WCK-L definetely reaches this one, please find an example (in form of a picture) on a reviewers options which have been limited to only what he needs.
Maturity
The solution is mature when it comes to technical stability and featureset.From the viewpoint "time on market" it is not mature yet, well the market for "collaborative" IT Risk Management Software itself is not that old itself. The market for IT-GRC software, where WCK-L places itself, was created mid 2007.
Inventory
The inventory, as described in the following picture is fully handled besides that you cannot record events at the given moment. On the right hand side you can find a picture of the business process designer where you can map systems and components to the business process.
The differentiation is made between:
Assets
- OUs (Organisational Units); possible relationship to Business processes, Systems and Components
- Components (e.g. Servers, Applications)
- Systems; possible relationship to components
- Business processes; possible relationship to OUs, systems and components
- Mitigations (having a possible relationship to all types of assets)
Question base
The question base is very large. Questions from "High Level" standards through to "Detailed standards" are available out of the box.On the right hand side you find an example Cobit question and its weight associated by default.
The following standards are considered by default:
- COBIT
- ISO 27001
- NIST
- FISMA
- Vendor supplied questions (e.g. from Microsoft)
Besides the given question base you can also introduce your own questions. As mentioned in the previous article questions need to be assigned a "weight". This weight is taken into account in the automated risk calculation.
Workflows
I like examples so let's go through a possible WCK-L workflow. This should show that even complex workflows, with clear segregation of duties, are realisable. Each workflow step is marked with a new line.On the right hand side you find the view of e.g. a risk manager on his assessments, including completion (percentage) and type.
- Risk Manager puts together questions for an assessment
- Risk Manager assigns assessment to e.g. IT system administrator
- Risk Manager assigns the right to colleague to act as a deputy in case he is on leave.
- An e-mail is being automatically send to IT system administrator
- IT system administrator completes questions and gives ok in the tool that he is finished (Risk Manager can follow the progress on assessment completion)

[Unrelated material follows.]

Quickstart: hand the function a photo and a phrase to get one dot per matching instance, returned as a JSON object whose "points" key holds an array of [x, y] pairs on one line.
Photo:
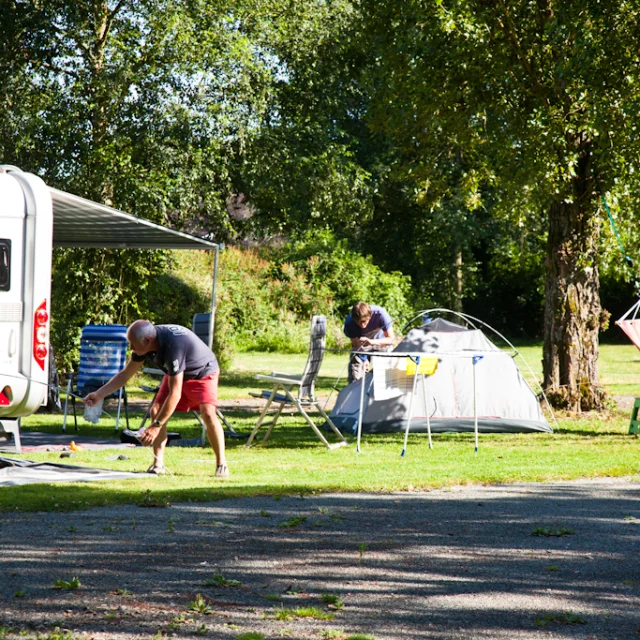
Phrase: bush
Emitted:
{"points": [[343, 276]]}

- Assessment now appears on the Risk managers assessments to approve dashboard
- Risk Manager approves after he crosschecked, however there was one answer which identified a critical risk
- Critical risk automatically gets into Mitigations Management and Risk Manager assigns remediation to IT system administrator
- IT system administrator can put in comments e.g. an mitigation plan
- Risk Manager can follow up through the tool on the progress of the mitigation plan by the IT system sdministrator updating it on progress
- IT system administrator marks mitigation plan as followed through
- Risk Manager approves.
In my opinion the workflow capabilities are great!